Partition for randomised quicksort (with few unique elements)


I've been tasked to write a partition function for a randomised quicksort with few elements (optimising it by including 3 partitions instead of 2). I've tried implementing my version of it, and have found that it doesn't pass the test cases.

However, by using a classmates' version of partition, it seems to work. Conceptually, I don't see the difference between his and mine, and I can't tell what is it with my version that causes it to break. I wrote it with the concept as him (I think), which involves using counters (j and k) to partition the arrays into 3.

I would greatly appreciate anybody that could point out why mine doesn't work, and what I should do to minimise the chances of these again. I feel like this learning point will be important to me as a developer, thank you!

For comparison, there will be 3 blocks of code, the snippet directly below will be my version of partition, following which will be my classmates' version and lastly will be the actual algorithm which runs our partition.

My version (Does not work)

vector<int> partition2(vector<int> &a, int l, int r) {
  int x = a[l];
  int j = l;
  int k = r;

  vector<int> m(2);

  // I've tried changing i = l + 1
  for (int i = l; i <= r; i++) {
    if (a[i] < x) {
      swap(a[i], a[j]);
      j++;
    }

    else if (a[i] > x) {
      swap(a[i], a[k]);
      k--;
    }
  }

  // I've tried removing this
  swap(a[l], a[j]);

  m[0] = j - 1;
  m[1] = k + 1;

  return m;
}

My classmates' (which works)

vector<int> partition2(vector<int> &a, int l, int r) {
    int x = a[l];
    int p_l = l;
    int i = l;
    int p_e = r;
    vector<int> m(2);
    while (i <= p_e) {
        if (a[i] < x) {
            swap(a[p_l], a[i]);
            p_l++;
            i++;
        } else if (a[i] == x) {
            i++;
        } else {
            swap(a[i], a[p_e]);
            p_e -= 1;
        }
        m[0] = p_l - 1;
        m[1] = p_e + 1;
    }
    return m;
}

Actual quick sort algorithm

void randomized_quick_sort(vector<int> &a, int l, int r) {
  if (l >= r) {
    return;
  }

  int k = l + rand() % (r - l + 1);
  swap(a[l], a[k]);
  vector<int> m = partition2(a, l, r);

  randomized_quick_sort(a, l, m[0]);
  randomized_quick_sort(a, m[1], r);
}

Solution

  • The difference between the two functions for three-way partition is that your code advances i in each pass through the loop, but your classmate's function advances i only when the value at position i is less or equal to the pivot.

    Let's go through an example array. The first value, 3, is the pivot. The letters indicate the positions of the variables after each pass through the loop.

    j               k
    3   1   5   2   4
        i
    

    The next value is smaller: swap it to the left side and advance j:

        j           k
    1   3   5   2   4
            i
    

    The next value, 5, is greater, so it goes to the right:

        j       k
    1   3   4   2   5
                i
    

    That's the bad move: Your i has now skipped over the 4, which must go to the right part, too. Your classmate's code does not advance the i here and catches the 4 in the next pass.

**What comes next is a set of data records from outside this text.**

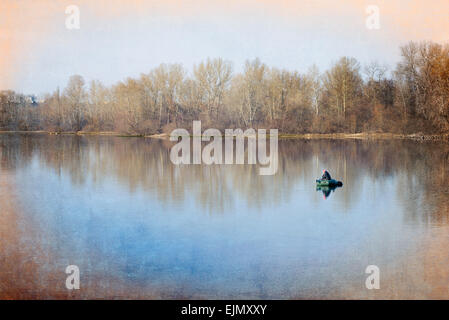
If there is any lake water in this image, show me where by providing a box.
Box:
[0,134,449,299]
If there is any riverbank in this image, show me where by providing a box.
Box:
[0,130,449,141]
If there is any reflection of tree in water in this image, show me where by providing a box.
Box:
[0,135,449,223]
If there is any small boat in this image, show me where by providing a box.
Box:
[316,179,343,187]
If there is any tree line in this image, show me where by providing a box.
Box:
[0,42,449,135]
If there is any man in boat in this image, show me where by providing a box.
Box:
[321,170,332,180]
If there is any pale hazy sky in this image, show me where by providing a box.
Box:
[0,0,449,94]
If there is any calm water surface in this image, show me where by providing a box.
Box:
[0,134,449,299]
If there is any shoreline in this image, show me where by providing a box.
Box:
[0,130,449,141]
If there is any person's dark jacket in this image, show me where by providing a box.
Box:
[321,171,332,180]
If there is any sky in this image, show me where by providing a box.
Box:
[0,0,449,95]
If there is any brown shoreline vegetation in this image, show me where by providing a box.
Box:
[0,130,449,141]
[0,42,449,139]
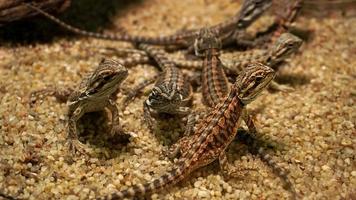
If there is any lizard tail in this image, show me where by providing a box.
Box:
[98,163,187,200]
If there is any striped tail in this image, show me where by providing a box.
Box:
[24,3,187,45]
[98,165,188,200]
[239,130,297,199]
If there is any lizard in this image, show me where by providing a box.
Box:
[97,63,275,199]
[193,26,294,195]
[30,59,128,154]
[89,33,303,80]
[235,0,303,48]
[24,0,272,47]
[124,43,193,129]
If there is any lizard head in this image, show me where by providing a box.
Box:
[83,58,128,97]
[267,33,303,66]
[194,28,222,56]
[237,0,272,29]
[233,63,275,104]
[145,83,189,114]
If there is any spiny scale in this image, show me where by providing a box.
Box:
[25,0,271,47]
[194,29,229,107]
[99,63,274,199]
[226,33,302,74]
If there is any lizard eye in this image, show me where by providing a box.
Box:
[104,75,113,81]
[256,76,262,82]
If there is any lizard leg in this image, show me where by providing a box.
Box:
[219,151,257,178]
[161,136,190,160]
[107,99,123,137]
[29,86,73,107]
[268,81,294,92]
[143,101,154,130]
[123,76,158,107]
[243,111,296,194]
[67,107,87,155]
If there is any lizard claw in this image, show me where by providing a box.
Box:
[69,140,88,155]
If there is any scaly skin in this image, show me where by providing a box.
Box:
[193,29,294,196]
[194,29,229,107]
[31,59,128,153]
[125,44,193,129]
[98,63,275,199]
[25,0,271,47]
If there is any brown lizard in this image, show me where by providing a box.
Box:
[98,63,275,199]
[30,59,128,153]
[124,44,193,129]
[193,29,294,195]
[25,0,272,47]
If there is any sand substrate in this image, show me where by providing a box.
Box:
[0,0,356,199]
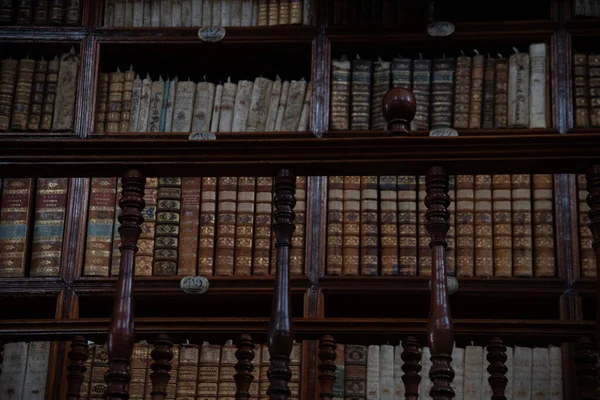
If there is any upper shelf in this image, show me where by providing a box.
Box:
[0,134,600,177]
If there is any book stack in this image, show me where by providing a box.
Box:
[80,340,302,400]
[330,43,552,131]
[0,48,80,132]
[327,175,556,277]
[83,177,306,276]
[95,67,312,133]
[104,0,312,28]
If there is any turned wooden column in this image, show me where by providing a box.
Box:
[425,167,454,400]
[586,165,600,349]
[67,336,89,400]
[104,170,146,400]
[267,169,296,400]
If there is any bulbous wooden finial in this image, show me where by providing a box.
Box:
[381,87,417,136]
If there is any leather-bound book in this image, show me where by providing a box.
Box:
[350,56,373,131]
[511,174,533,277]
[215,177,238,276]
[456,175,475,276]
[380,175,398,276]
[342,176,360,275]
[330,56,351,131]
[475,175,494,277]
[577,174,596,278]
[398,176,418,276]
[410,59,431,130]
[198,177,217,276]
[431,58,456,129]
[10,58,35,131]
[153,177,181,276]
[533,174,556,277]
[469,54,485,129]
[360,176,379,275]
[27,60,48,132]
[481,57,496,129]
[177,178,202,275]
[494,58,508,128]
[0,58,19,131]
[573,53,590,128]
[83,178,118,276]
[135,178,158,276]
[454,56,473,129]
[0,178,33,278]
[327,176,344,275]
[290,176,306,276]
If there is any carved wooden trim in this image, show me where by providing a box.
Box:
[425,167,454,400]
[104,170,146,400]
[150,334,173,400]
[233,334,255,400]
[267,169,296,400]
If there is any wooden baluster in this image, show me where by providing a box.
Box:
[150,334,173,400]
[487,337,508,400]
[267,169,296,400]
[67,336,89,400]
[586,165,600,349]
[425,167,454,400]
[317,335,337,400]
[233,334,254,400]
[104,170,146,400]
[401,336,421,400]
[575,337,598,400]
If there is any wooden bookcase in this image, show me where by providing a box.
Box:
[0,0,600,400]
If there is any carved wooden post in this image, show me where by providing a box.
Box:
[267,169,296,400]
[67,336,89,400]
[586,165,600,349]
[575,337,598,400]
[104,170,146,400]
[233,334,254,400]
[318,335,337,400]
[401,336,421,400]
[487,337,508,400]
[425,167,454,400]
[150,334,173,400]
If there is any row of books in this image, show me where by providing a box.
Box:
[333,344,563,400]
[80,341,302,400]
[0,48,79,132]
[327,175,560,277]
[0,0,81,25]
[331,43,551,130]
[95,68,312,132]
[0,342,51,400]
[104,0,311,27]
[573,53,600,128]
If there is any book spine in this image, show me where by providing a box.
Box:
[215,177,238,276]
[474,175,494,277]
[83,178,117,276]
[290,176,306,276]
[342,176,360,275]
[533,174,556,277]
[469,54,485,129]
[360,176,383,275]
[252,177,272,276]
[454,56,473,129]
[573,54,590,128]
[327,176,344,275]
[30,178,69,276]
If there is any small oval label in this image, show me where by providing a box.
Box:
[179,276,210,294]
[427,21,455,37]
[198,26,227,43]
[188,132,217,140]
[429,128,458,136]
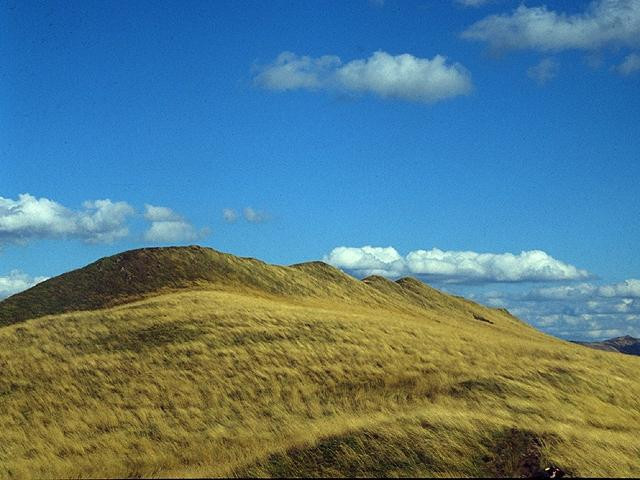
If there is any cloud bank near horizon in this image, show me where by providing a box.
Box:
[144,204,208,243]
[462,0,640,52]
[254,51,472,103]
[324,246,592,283]
[0,270,49,300]
[474,278,640,340]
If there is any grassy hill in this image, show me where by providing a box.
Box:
[0,247,640,478]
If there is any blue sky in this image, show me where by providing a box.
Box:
[0,0,640,339]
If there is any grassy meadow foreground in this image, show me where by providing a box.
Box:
[0,247,640,478]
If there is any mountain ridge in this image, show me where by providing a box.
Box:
[0,245,514,326]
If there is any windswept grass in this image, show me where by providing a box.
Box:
[0,248,640,478]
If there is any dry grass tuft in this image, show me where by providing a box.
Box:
[0,249,640,478]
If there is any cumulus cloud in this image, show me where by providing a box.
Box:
[456,0,491,7]
[0,270,49,299]
[616,53,640,76]
[144,204,206,243]
[477,279,640,340]
[324,246,590,283]
[0,193,134,243]
[242,207,269,223]
[255,51,472,103]
[462,0,640,52]
[222,208,238,223]
[527,58,559,85]
[524,278,640,300]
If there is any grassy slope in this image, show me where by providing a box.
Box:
[0,249,640,478]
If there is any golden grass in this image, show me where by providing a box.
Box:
[0,274,640,478]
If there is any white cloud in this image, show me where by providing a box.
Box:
[222,208,238,223]
[462,0,640,51]
[324,246,590,283]
[616,53,640,75]
[324,246,407,277]
[255,51,472,103]
[527,58,559,85]
[456,0,491,7]
[242,207,269,223]
[477,279,640,340]
[144,204,201,243]
[0,270,49,298]
[524,278,640,300]
[0,193,134,243]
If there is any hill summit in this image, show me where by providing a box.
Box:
[0,246,512,326]
[0,246,640,480]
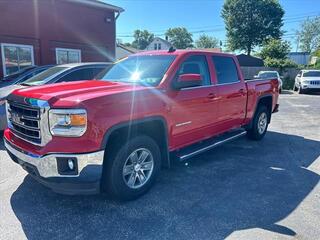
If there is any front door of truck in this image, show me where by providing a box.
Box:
[211,55,247,132]
[169,54,217,147]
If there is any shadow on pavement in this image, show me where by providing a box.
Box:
[11,132,320,239]
[281,89,294,95]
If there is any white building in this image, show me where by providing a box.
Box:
[288,52,310,65]
[145,37,172,51]
[116,43,139,60]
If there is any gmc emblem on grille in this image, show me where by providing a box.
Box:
[11,114,24,125]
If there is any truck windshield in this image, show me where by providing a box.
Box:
[96,55,175,86]
[21,67,68,86]
[303,71,320,77]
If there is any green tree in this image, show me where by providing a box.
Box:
[131,30,154,50]
[297,17,320,53]
[259,38,290,59]
[221,0,284,55]
[196,34,219,48]
[165,27,193,49]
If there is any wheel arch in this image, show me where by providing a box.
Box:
[101,116,171,168]
[246,94,273,129]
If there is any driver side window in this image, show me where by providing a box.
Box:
[178,55,211,86]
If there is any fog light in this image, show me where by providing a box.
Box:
[68,159,74,170]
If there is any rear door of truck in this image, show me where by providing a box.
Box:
[211,54,247,132]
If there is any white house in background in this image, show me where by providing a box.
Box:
[288,52,310,65]
[145,37,172,51]
[116,43,139,60]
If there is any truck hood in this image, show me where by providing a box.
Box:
[13,80,146,103]
[0,85,23,100]
[301,77,320,81]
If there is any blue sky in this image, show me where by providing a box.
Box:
[105,0,320,51]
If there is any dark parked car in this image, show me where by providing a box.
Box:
[0,63,111,131]
[0,65,54,88]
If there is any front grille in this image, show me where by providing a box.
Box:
[8,102,41,144]
[310,81,320,85]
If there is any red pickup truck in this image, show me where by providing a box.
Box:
[4,49,279,200]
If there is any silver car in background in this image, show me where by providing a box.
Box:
[0,62,112,131]
[294,70,320,94]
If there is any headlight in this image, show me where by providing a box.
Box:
[49,109,87,137]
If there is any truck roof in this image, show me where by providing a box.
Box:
[131,49,235,56]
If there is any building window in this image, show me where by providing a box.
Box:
[1,43,34,76]
[56,48,81,64]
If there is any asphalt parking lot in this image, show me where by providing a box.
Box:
[0,93,320,240]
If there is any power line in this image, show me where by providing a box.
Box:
[118,11,320,37]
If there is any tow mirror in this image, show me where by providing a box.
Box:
[174,73,202,89]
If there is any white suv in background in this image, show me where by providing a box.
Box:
[294,70,320,94]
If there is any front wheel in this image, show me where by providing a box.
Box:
[102,136,161,200]
[298,85,305,94]
[247,106,269,140]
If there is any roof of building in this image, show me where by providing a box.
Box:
[117,43,140,53]
[131,49,234,56]
[288,52,310,55]
[68,0,124,12]
[237,54,264,67]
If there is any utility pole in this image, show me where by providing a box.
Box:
[296,35,300,52]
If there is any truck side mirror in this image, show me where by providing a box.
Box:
[174,73,202,89]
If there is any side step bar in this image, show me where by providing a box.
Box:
[177,129,246,161]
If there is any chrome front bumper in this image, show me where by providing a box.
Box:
[4,140,104,178]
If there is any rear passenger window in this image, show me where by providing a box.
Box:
[178,55,211,86]
[58,68,94,82]
[212,56,239,84]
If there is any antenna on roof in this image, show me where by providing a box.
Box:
[168,47,176,52]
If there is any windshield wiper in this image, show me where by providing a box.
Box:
[19,83,32,87]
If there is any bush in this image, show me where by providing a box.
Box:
[264,58,299,71]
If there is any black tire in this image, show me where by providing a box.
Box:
[101,135,161,201]
[247,105,269,140]
[298,85,305,94]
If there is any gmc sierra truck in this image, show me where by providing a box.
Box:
[4,49,279,200]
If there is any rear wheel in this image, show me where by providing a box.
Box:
[102,136,161,200]
[247,105,269,140]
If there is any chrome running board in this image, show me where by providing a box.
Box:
[177,129,246,161]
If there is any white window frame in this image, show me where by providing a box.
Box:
[1,43,34,76]
[56,48,81,64]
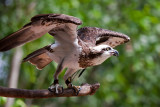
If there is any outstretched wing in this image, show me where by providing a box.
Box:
[0,14,82,51]
[78,27,130,48]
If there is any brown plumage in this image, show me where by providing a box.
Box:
[0,14,130,93]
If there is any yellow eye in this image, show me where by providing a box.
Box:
[106,47,111,51]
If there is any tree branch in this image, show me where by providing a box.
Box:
[0,83,100,98]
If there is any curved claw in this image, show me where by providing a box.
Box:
[48,84,63,94]
[68,83,81,96]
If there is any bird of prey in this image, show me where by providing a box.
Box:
[0,14,130,94]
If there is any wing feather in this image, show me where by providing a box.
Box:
[0,14,82,51]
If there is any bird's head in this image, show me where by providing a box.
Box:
[94,45,119,58]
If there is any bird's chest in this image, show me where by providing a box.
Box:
[64,49,81,69]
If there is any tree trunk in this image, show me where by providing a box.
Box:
[5,47,23,107]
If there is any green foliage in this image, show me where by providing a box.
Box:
[0,0,160,107]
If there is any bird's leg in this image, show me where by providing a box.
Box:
[48,60,63,94]
[65,77,81,95]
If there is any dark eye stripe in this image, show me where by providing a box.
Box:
[102,47,111,51]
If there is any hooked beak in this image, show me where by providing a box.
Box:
[111,50,119,56]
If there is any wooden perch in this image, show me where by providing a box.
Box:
[0,83,100,98]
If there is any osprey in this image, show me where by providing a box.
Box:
[0,14,130,94]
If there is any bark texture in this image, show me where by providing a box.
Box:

    Your loop has some invariants, things that must be true after all passes:

    • All items with an index lower than i are smaller than the pivot.
    • All items with an index greater than k are greater than the pivot.
    • All items with an index from j to i - 1 are equal to the pivot.
    • All items from i to k have not yet been processed.

    You can also determine the loop conditions from that:

    • The pivot is the leftmost element by definition, because the quicksort function swaps it there. It must belong to the group of elements that are equal to the pivot, so you can start your loop at l + 1.
    • All items starting from k are already in the correct part of the array. That means that you can stop when i reaches k. Going further will needlessly swap elements around inside the "greater than" partition and also move k, which will return wrong partition boundaries.